Diff below enables the NET_LOCK(), again.
What's new?
- The lock ordering problem with fdplock() should now be fixed. It is
also documented, fdplock() should be taken first if both locks are
needed.
- Page faults involving NFS, or any other code path already holding the
NET_LOCK(), have been fixed.
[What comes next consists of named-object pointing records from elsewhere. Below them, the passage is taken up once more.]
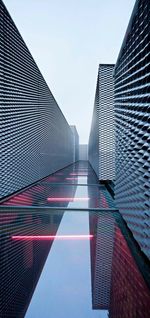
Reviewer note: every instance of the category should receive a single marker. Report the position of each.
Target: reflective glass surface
(66, 261)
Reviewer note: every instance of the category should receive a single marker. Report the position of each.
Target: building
(132, 109)
(83, 152)
(102, 139)
(76, 143)
(36, 139)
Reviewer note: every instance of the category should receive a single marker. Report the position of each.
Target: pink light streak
(72, 178)
(50, 237)
(66, 199)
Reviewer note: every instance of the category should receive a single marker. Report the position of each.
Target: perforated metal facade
(132, 109)
(76, 143)
(102, 139)
(36, 139)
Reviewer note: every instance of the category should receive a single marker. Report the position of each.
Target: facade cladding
(101, 250)
(102, 136)
(83, 152)
(76, 143)
(36, 139)
(132, 109)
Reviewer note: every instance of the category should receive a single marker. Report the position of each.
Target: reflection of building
(119, 271)
(76, 143)
(36, 139)
(130, 295)
(101, 249)
(22, 261)
(102, 139)
(48, 191)
(132, 108)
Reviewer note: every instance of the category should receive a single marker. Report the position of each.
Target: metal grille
(102, 140)
(36, 139)
(132, 109)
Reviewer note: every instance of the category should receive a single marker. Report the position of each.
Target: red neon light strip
(66, 199)
(50, 237)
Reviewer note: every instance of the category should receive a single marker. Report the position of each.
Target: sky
(68, 40)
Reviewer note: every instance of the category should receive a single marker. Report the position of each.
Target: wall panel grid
(35, 138)
(132, 109)
(102, 135)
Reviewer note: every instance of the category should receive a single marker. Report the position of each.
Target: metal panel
(36, 139)
(132, 109)
(102, 137)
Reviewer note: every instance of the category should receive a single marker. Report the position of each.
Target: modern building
(101, 149)
(76, 143)
(35, 139)
(132, 109)
(83, 152)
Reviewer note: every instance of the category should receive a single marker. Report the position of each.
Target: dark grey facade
(83, 152)
(36, 139)
(76, 143)
(132, 109)
(102, 136)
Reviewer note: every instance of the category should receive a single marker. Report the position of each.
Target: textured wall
(83, 152)
(102, 138)
(76, 142)
(36, 140)
(132, 109)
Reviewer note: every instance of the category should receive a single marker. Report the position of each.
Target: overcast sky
(68, 39)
The recursion is similar to the existing
vnode problem, so I simply added a hack there.
- I added some NET_ASSERT_UNLOCKED() to help finding other possible
deadlocks.
Please test it as before and report any problem back to me.
Martin
diff --git sys/kern/kern_rwlock.c sys/kern/kern_rwlock.c
index bdaee0c1ae7..9182b42706a 100644
--- sys/kern/kern_rwlock.c
+++ sys/kern/kern_rwlock.c
@@ -195,6 +195,9 @@ retry:
unsigned long set = o | op->wait_set;
int do_sleep;
+ if (panicstr)
+ return (0);
+
rw_enter_diag(rwl, flags);
if (flags & RW_NOSLEEP)
@@ -205,7 +208,7 @@ retry:
sleep_setup_signal(&sls, op->wait_prio | PCATCH);
do_sleep = !rw_cas(&rwl->rwl_owner, o, set);
-
+ NET_ASSERT_UNLOCKED();
sleep_finish(&sls, do_sleep);
if ((flags & RW_INTR) &&
(error = sleep_finish_signal(&sls)) != 0)
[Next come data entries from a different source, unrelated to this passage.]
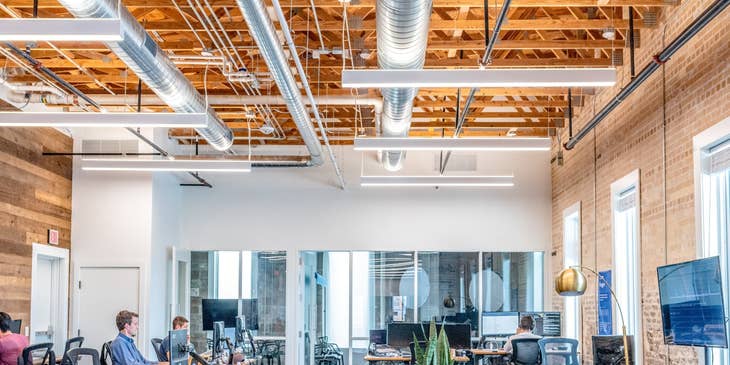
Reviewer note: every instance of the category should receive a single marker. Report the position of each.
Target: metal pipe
(695, 27)
(144, 56)
(402, 39)
(486, 59)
diff --git sys/kern/kern_synch.c sys/kern/kern_synch.c
index beeefe06458..93468c276b3 100644
--- sys/kern/kern_synch.c
+++ sys/kern/kern_synch.c
@@ -111,6 +111,7 @@ tsleep(const volatile void *ident, int priority, const char
*wmesg, int timo)
int hold_count;
#endif
+ NET_ASSERT_UNLOCKED();
KASSERT((priority & ~(PRIMASK | PCATCH)) == 0);
#ifdef MULTIPROCESSOR
@@ -170,6 +171,7 @@ msleep(const volatile void *ident, struct mutex *mtx, int
priority,
int hold_count;
#endif
+ NET_ASSERT_UNLOCKED();
KASSERT((priority & ~(PRIMASK | PCATCH | PNORELOCK)) == 0);
KASSERT(mtx != NULL);
diff --git sys/kern/uipc_socket.c sys/kern/uipc_socket.c
index 245210e594a..f7c199bf747 100644
--- sys/kern/uipc_socket.c
+++ sys/kern/uipc_socket.c
@@ -256,7 +256,7 @@ soclose(struct socket *so)
(so->so_state & SS_NBIO))
goto drop;
while (so->so_state & SS_ISCONNECTED) {
- error = tsleep(&so->so_timeo,
+ error = rwsleep(&so->so_timeo, &netlock,
PSOCK | PCATCH, "netcls",
so->so_linger * hz);
if (error)
@@ -615,7 +615,7 @@ sbsync(struct sockbuf *sb, struct mbuf *nextrecord)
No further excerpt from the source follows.